I’m a child of the very late Seventies. I grew up in a world where (British) boys’ comics were dominated by war stories rather than science fiction or superheroes, where literally everyone knew several people who had fought in World War Two - and almost everyone someone who could remember World War One. That war was the ever-present past. I am, as a friend who teaches history neatly phrased it "Of the last post-war generation." After me, the generations are post-post-war. They are free. The moral clarity of the war against Hitler has, in the end, been a curse on British culture - a distorting mirror in which we can always see ourselves as heroes. 

But, not, of course, all other generations. The war generation collectively (I make no claim that there were not exceptions) understood what the war was. Which meant they understood that the European Union was, and is, its antonym, not an extension of it. Unlike their children and the eldest of their grandchildren, they had real experience of the conflict, they hadn’t just grown up surrounded by films about how great Britain was during it.

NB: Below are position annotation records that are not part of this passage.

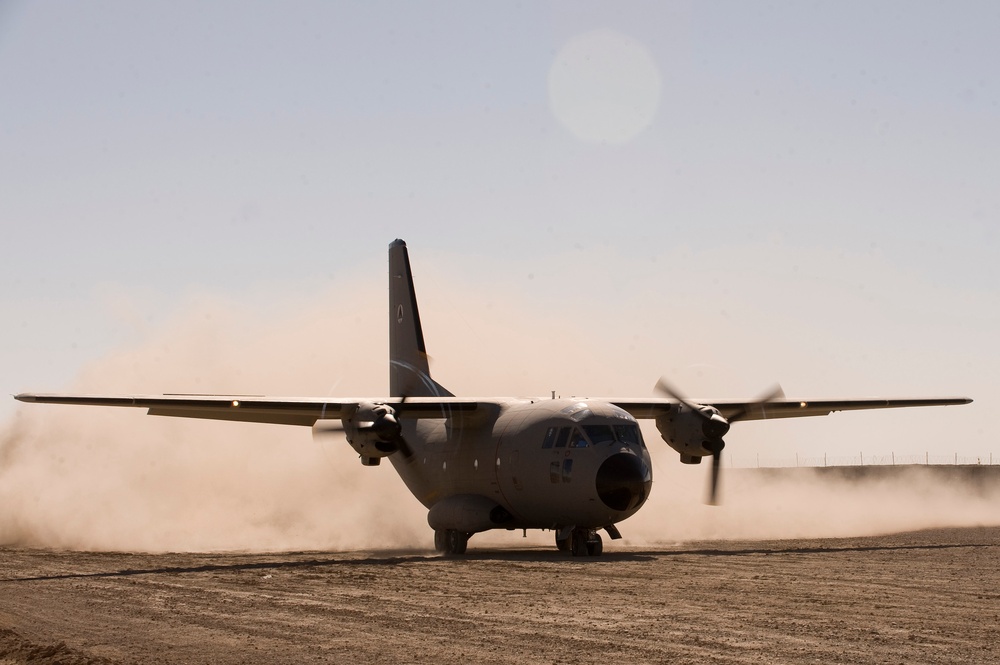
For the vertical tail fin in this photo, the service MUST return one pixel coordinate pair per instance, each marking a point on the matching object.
(409, 373)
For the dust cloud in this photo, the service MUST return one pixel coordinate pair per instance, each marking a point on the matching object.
(808, 503)
(87, 478)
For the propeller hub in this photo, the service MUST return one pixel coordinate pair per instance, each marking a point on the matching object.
(715, 426)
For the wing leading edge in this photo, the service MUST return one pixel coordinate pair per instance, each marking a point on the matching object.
(780, 408)
(258, 409)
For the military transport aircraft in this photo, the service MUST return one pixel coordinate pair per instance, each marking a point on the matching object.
(574, 466)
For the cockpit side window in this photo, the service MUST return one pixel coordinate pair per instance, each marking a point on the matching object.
(628, 434)
(599, 434)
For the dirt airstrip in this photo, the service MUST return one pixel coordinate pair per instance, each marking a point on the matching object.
(921, 597)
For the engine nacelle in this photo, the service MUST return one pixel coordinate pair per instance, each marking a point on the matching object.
(373, 431)
(693, 432)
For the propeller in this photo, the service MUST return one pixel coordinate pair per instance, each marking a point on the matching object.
(385, 427)
(715, 426)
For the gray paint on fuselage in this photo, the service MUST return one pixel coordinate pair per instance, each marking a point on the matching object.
(500, 456)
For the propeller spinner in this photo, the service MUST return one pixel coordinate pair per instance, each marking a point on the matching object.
(714, 426)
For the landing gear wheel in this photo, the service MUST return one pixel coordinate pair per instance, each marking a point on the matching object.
(596, 546)
(455, 542)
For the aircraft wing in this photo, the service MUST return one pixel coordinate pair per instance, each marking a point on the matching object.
(780, 408)
(259, 409)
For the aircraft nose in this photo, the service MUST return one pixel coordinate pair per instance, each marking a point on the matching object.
(623, 481)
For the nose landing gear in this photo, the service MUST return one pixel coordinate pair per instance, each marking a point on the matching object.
(451, 541)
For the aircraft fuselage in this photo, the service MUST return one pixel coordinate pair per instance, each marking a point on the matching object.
(532, 463)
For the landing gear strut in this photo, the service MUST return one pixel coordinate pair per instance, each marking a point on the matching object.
(450, 541)
(581, 542)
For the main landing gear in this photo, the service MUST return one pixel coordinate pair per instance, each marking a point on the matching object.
(450, 541)
(581, 542)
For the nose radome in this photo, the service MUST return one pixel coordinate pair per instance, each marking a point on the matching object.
(623, 481)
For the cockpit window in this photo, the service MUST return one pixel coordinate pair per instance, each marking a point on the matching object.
(600, 434)
(628, 434)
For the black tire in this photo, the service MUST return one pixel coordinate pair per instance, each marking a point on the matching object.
(457, 542)
(596, 546)
(579, 539)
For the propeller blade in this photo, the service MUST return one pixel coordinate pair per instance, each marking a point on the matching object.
(668, 390)
(713, 486)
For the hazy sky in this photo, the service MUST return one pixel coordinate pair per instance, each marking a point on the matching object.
(595, 194)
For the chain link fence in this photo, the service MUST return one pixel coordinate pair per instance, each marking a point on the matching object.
(861, 459)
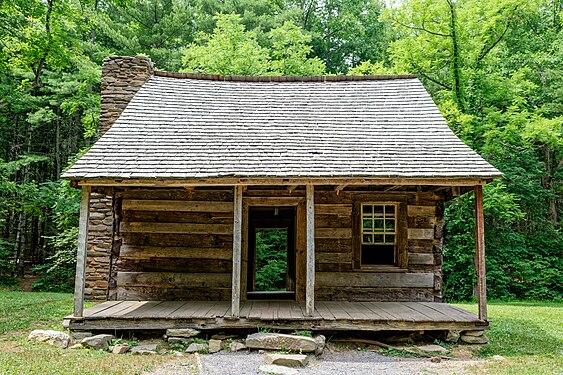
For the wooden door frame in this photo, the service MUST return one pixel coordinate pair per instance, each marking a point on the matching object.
(300, 239)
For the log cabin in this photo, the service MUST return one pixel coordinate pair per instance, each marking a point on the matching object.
(191, 168)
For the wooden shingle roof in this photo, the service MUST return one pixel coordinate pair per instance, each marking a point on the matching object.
(184, 126)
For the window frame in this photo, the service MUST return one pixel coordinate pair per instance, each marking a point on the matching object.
(401, 255)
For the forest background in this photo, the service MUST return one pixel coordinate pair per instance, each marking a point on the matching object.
(493, 67)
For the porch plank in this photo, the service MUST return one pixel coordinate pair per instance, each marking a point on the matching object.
(453, 314)
(166, 308)
(432, 314)
(143, 310)
(100, 307)
(337, 310)
(114, 310)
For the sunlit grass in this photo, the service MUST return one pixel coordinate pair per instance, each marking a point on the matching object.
(528, 334)
(21, 312)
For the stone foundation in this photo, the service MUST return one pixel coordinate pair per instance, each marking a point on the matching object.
(100, 231)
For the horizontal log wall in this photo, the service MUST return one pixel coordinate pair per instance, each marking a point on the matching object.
(176, 244)
(337, 276)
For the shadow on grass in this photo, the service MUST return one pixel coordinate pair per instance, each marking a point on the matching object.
(516, 337)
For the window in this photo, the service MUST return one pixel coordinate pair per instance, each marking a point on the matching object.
(379, 234)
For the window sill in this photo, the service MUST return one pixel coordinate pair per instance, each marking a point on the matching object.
(381, 269)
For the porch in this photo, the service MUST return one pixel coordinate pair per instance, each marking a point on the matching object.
(285, 315)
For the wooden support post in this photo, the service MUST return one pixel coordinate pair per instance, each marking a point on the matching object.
(310, 284)
(480, 249)
(237, 251)
(79, 280)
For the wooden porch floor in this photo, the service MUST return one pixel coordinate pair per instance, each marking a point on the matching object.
(333, 315)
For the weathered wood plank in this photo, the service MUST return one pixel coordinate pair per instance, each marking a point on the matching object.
(420, 234)
(310, 283)
(79, 280)
(144, 252)
(181, 228)
(480, 251)
(333, 209)
(333, 232)
(367, 279)
(173, 279)
(421, 258)
(237, 251)
(176, 205)
(333, 257)
(421, 210)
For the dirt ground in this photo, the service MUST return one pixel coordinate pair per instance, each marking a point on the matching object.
(332, 362)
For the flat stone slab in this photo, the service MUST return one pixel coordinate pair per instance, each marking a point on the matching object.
(120, 349)
(279, 341)
(97, 342)
(55, 338)
(236, 346)
(277, 370)
(195, 347)
(433, 349)
(288, 360)
(182, 332)
(214, 346)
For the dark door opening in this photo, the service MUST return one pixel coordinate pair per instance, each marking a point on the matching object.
(271, 253)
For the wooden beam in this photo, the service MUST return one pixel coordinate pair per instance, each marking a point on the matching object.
(229, 181)
(237, 251)
(339, 188)
(394, 187)
(480, 249)
(79, 280)
(310, 284)
(291, 188)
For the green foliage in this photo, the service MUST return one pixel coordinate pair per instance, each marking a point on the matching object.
(271, 259)
(232, 50)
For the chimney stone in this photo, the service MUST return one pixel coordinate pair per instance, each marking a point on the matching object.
(122, 77)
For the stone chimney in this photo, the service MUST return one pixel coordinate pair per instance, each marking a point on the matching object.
(122, 77)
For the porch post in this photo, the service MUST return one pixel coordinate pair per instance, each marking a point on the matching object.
(237, 251)
(310, 286)
(480, 248)
(79, 281)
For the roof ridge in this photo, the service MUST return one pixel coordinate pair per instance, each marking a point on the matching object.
(327, 78)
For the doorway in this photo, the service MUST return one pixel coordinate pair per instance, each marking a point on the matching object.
(271, 253)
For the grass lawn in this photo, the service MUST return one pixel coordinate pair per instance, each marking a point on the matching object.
(528, 334)
(21, 312)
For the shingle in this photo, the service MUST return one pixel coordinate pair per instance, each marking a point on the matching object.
(185, 128)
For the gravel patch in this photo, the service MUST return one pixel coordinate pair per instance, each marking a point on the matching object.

The Prime Minister who, or so he thought, had secured Britain’s European destiny had also, as he related in his autobiography, seen the devastation wrought by that conflict, including by shells he himself had given the order to be fired. Like Helmut Kohl, whose worshipped, conscripted older brother died pointlessly fighting for Hitler, and Francois Mitterrand, himself captured during the fall of France, his experience was real and lived, not second hand.

This can be seen even in the voting in 2016 referendum. That the young principally voted Remain and the old voted Leave has been often noted. But if you break that over-65 vote up further, there’s a substantial flip to back towards Remain amongst the oldest voters, the survivors of the survivors of World War Two. After all, someone who is 65 today was born nearly a decade after the war ended. It was their parents’ war, not their own. A war that has been appropriated, and for purposes of which those who fought in it would, collectively, not approve.

Let’s return to Dad’s Army, after all, BBC Two does often enough. Don’t Panic! The Dad’s Army Story (2000) a cheerful history of the sitcom great written and presented by Victoria Wood contains a telling juxtaposition of interviewees. The series' surprising continued popularity is discussed and Wendy Richard (born 1943) expresses a nostalgia for the war years, and how people banded together during them. This is a sentiment which Clive Dunn (born 1920) bluntly dismisses. “Like most people I had a foul war,” he says, and disgust and horror briefly pass across his face.

It’s the difference between those who remember war, and those who only remember war films.